Paul Farhi from the WaPo has a story today that will harden even the most cynical heart.
Although the major television news networks openly claim not to offer money for stories, many admit to offering money to “license” personal photos or videos, which just happen to accompany interviews with the family members or subjects of said visuals. Farhi writes:
“ABC News and NBC News acknowledged that they paid the families of three rescued Chilean miners who were featured in ‘exclusive’ reports on ‘Good Morning America’ and the ‘Today’ show last month. In both cases, network correspondents told viewers that home videos included in the reports were ‘licensed’ by the networks, a vague disclosure that revealed little about the nature of the agreements.”
And of course, the “mainstream” media have no issue repeating stories cultivated by their more financially liberated brethren.
How else would we know about Brett Favre’s junk, had it not been for the almighty dollar?
And do we really need to know about Brett Favre’s junk in the first place?
According to Nick Denton, founder and owner of Gawker Media, the end justifies the means:
“[Denton] proudly points to huge spikes in traffic to his Web sites as a result of [stories based on purchased information]. He says that Gawker has gone from 300,000 visitors per week in 2008 to 1.4 million, in part thanks to scoops it paid for.”

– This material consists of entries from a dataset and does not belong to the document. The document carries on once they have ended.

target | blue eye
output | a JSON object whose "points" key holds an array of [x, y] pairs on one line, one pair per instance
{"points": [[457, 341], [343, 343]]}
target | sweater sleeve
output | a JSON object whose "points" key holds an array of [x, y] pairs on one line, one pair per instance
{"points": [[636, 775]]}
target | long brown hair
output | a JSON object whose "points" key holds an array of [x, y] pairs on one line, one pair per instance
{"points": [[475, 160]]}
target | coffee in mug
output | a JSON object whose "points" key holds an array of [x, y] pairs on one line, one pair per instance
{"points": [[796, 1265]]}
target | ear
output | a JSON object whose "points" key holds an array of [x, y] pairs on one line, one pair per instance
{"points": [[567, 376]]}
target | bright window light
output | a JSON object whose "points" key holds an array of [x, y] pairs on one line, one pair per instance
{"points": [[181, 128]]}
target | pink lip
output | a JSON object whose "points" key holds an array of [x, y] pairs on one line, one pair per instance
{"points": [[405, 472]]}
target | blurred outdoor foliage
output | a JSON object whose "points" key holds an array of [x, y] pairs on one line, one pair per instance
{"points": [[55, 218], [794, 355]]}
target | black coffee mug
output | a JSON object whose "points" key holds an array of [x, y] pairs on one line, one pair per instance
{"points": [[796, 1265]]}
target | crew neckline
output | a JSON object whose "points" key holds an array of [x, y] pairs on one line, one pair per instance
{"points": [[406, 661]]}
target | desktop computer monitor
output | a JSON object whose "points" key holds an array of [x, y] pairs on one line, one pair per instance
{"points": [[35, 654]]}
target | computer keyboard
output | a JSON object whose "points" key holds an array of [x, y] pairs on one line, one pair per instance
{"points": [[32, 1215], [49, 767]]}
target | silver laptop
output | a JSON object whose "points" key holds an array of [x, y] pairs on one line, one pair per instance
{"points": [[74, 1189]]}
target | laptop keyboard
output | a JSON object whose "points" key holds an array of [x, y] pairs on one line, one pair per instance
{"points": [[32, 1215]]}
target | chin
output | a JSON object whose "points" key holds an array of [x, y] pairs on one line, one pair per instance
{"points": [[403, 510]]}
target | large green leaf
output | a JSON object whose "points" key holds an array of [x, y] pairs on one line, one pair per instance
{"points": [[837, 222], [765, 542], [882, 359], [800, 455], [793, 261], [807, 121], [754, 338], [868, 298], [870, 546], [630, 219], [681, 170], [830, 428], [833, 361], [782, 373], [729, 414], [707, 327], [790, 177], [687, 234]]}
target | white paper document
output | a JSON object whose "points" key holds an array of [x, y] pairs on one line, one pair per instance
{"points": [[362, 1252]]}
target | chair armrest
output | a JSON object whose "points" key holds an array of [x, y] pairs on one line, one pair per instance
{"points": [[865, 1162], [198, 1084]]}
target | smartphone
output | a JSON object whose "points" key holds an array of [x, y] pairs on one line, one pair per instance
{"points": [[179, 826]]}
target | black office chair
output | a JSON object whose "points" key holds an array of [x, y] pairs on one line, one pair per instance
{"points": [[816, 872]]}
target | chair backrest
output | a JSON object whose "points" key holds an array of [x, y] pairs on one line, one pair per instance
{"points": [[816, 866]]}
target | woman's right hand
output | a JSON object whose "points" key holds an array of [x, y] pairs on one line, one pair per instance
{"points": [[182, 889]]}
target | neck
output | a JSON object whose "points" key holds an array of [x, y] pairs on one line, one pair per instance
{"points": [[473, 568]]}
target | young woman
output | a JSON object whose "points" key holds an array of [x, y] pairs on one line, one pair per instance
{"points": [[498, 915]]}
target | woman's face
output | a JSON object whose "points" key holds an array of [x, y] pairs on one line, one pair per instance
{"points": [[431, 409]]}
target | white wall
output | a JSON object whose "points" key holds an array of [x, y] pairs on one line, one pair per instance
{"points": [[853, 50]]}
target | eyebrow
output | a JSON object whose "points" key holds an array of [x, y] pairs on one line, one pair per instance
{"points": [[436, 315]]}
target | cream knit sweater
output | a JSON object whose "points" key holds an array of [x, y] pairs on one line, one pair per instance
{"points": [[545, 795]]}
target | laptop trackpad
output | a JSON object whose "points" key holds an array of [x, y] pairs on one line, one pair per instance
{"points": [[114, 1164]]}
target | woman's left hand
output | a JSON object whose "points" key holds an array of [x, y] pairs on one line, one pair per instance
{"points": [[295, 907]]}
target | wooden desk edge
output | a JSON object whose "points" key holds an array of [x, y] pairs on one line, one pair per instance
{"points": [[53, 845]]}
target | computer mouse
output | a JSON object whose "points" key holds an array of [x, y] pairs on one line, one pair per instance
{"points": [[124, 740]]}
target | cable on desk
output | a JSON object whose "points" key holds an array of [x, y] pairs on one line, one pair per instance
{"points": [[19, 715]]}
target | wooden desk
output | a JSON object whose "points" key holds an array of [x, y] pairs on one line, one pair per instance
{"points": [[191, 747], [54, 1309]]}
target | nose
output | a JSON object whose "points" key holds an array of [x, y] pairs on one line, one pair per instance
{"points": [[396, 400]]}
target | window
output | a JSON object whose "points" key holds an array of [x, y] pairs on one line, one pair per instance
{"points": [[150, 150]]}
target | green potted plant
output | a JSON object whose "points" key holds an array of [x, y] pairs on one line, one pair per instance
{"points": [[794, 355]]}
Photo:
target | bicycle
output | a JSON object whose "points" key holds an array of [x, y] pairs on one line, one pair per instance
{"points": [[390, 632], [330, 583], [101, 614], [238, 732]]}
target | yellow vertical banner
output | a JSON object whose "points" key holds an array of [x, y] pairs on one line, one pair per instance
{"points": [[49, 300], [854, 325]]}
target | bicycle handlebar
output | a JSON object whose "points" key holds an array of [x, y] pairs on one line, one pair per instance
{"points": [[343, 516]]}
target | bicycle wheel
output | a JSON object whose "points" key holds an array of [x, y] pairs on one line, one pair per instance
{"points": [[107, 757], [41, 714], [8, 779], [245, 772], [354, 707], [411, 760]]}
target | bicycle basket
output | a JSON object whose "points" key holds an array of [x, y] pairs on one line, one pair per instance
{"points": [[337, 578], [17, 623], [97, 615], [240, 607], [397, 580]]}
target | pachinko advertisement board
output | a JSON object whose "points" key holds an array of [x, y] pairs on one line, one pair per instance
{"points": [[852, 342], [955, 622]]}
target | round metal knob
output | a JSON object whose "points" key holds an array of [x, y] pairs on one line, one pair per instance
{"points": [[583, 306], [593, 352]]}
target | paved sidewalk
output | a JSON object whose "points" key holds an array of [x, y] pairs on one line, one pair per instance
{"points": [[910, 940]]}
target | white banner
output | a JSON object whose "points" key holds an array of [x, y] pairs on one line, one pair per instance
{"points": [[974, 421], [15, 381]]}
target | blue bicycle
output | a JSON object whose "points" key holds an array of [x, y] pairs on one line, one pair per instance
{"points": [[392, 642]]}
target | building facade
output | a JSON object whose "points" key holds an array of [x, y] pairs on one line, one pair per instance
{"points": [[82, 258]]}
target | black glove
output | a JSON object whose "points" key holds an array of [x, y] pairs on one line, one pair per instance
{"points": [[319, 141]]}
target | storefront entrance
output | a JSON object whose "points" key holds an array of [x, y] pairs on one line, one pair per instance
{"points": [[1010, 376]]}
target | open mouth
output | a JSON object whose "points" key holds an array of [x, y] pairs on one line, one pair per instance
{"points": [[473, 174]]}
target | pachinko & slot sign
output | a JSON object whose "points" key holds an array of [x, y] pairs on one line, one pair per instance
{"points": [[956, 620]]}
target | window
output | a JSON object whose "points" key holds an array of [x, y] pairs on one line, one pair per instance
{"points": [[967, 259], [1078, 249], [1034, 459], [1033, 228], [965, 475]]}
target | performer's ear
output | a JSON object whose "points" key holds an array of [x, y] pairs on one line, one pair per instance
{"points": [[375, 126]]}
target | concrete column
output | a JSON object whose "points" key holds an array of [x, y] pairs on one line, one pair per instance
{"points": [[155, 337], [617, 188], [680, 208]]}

“All sources [compensated or not] have an agenda, whether it’s bureaucratic rivalry, mischief-making or the mercenary impulse. They always have to be doubted. . . . I’m content for us to be judged by results.”
In other words, “everybody’s working an angle and trying to get ahead any way they can. If I can make a buck helping them screw their fellow man, then all the better for me.”
Makes me proud to be an American (sarcasm intended).
I’m considering offering a big cash reward for anyone with compromising photos of Mr. Denton. Let’s see how he likes it.